1) in this case : the array of pointer could have been created statically, then the problem would not arise. As long as things are not too big so they fit nicely on the stack, just create them there and not from the heap

2) when sticking to the heap case, always initialize memory you get. So the array of pointers should have been directly initialized to 0 ( yes 0 : not NULL, the 'fake' (key)word NULL is not standard, the number 0 is !!!) that way you would have gotten a crash (on PC) directly because of dereferencing NULL and not some weird outbounded random value which then acts as the memory address. Offcourse when the memset would also have worked with the incorrect length then again you end up at the random values. But then you had to make the mistake twice ( or once if you would have made a variable out of the length).
[memset(s, 0, MAX*sizeof(*s))]
Why 'sizeof(*s)" : if the type of s changes I don't have to adjust this statement <--> sizeof(char) becoming sizeof(int)

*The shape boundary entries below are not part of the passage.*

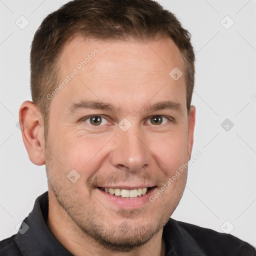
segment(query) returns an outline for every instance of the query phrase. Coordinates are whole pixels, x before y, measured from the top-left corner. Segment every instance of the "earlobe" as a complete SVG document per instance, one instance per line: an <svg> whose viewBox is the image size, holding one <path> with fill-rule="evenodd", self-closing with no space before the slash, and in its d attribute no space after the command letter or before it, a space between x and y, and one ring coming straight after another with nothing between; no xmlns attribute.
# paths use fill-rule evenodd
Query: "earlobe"
<svg viewBox="0 0 256 256"><path fill-rule="evenodd" d="M38 166L45 164L44 121L38 106L32 102L24 102L20 108L19 120L23 142L30 160Z"/></svg>
<svg viewBox="0 0 256 256"><path fill-rule="evenodd" d="M196 107L192 106L190 108L190 114L188 114L188 159L191 158L191 153L192 152L192 148L193 148L193 143L194 141L194 125L196 124Z"/></svg>

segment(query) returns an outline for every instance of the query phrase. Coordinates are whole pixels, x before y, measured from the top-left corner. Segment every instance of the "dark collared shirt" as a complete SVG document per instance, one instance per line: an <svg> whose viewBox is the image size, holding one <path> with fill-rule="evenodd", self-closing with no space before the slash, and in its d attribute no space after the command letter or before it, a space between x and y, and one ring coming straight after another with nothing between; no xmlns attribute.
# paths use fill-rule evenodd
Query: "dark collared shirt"
<svg viewBox="0 0 256 256"><path fill-rule="evenodd" d="M17 234L0 242L1 256L72 256L48 228L48 192L36 198ZM255 256L256 250L230 234L170 218L164 228L166 256Z"/></svg>

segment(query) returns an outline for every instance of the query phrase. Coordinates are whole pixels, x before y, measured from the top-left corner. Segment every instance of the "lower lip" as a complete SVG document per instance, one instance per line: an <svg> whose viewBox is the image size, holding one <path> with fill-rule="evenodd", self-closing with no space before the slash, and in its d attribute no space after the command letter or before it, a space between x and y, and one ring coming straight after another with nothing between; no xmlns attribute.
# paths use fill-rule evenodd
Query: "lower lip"
<svg viewBox="0 0 256 256"><path fill-rule="evenodd" d="M96 188L96 190L108 201L110 201L119 208L128 210L140 208L144 206L146 204L150 202L150 198L155 193L156 189L156 187L152 188L146 194L133 198L116 196L98 188Z"/></svg>

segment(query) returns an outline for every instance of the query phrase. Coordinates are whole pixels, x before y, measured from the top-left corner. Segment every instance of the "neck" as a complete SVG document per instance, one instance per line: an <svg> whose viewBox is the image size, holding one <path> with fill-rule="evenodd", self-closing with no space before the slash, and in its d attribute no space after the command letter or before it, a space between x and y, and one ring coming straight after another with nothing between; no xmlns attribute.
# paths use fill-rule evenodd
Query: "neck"
<svg viewBox="0 0 256 256"><path fill-rule="evenodd" d="M144 246L126 252L113 252L106 249L84 233L60 205L54 194L48 190L49 212L47 224L58 241L76 256L104 255L115 256L164 256L165 244L162 228Z"/></svg>

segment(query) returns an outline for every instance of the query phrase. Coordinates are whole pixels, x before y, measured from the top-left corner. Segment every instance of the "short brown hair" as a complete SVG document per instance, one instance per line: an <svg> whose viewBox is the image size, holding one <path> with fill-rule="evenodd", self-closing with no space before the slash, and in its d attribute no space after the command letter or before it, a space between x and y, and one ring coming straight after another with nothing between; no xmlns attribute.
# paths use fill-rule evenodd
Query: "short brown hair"
<svg viewBox="0 0 256 256"><path fill-rule="evenodd" d="M106 40L132 38L142 42L171 38L184 58L190 110L194 53L190 34L172 13L152 0L74 0L44 18L32 42L31 93L44 118L46 137L50 105L46 95L58 84L58 56L64 43L77 36Z"/></svg>

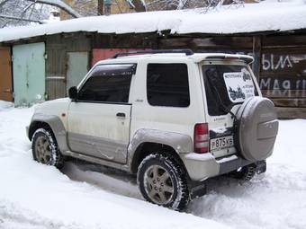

Note : I said on PC, because on embedded platforms the address 0 just acts as any regular address, you are just screwing up things somewhere else :-(

RAII : Resource Acquisition Is Initialisation

Extra Note : Alexandrescu has sone nifty methods for trying to catch some of these kind of related ( ;-) ) issues at compile time, but then the static allocation would have been needed. Well , more or less.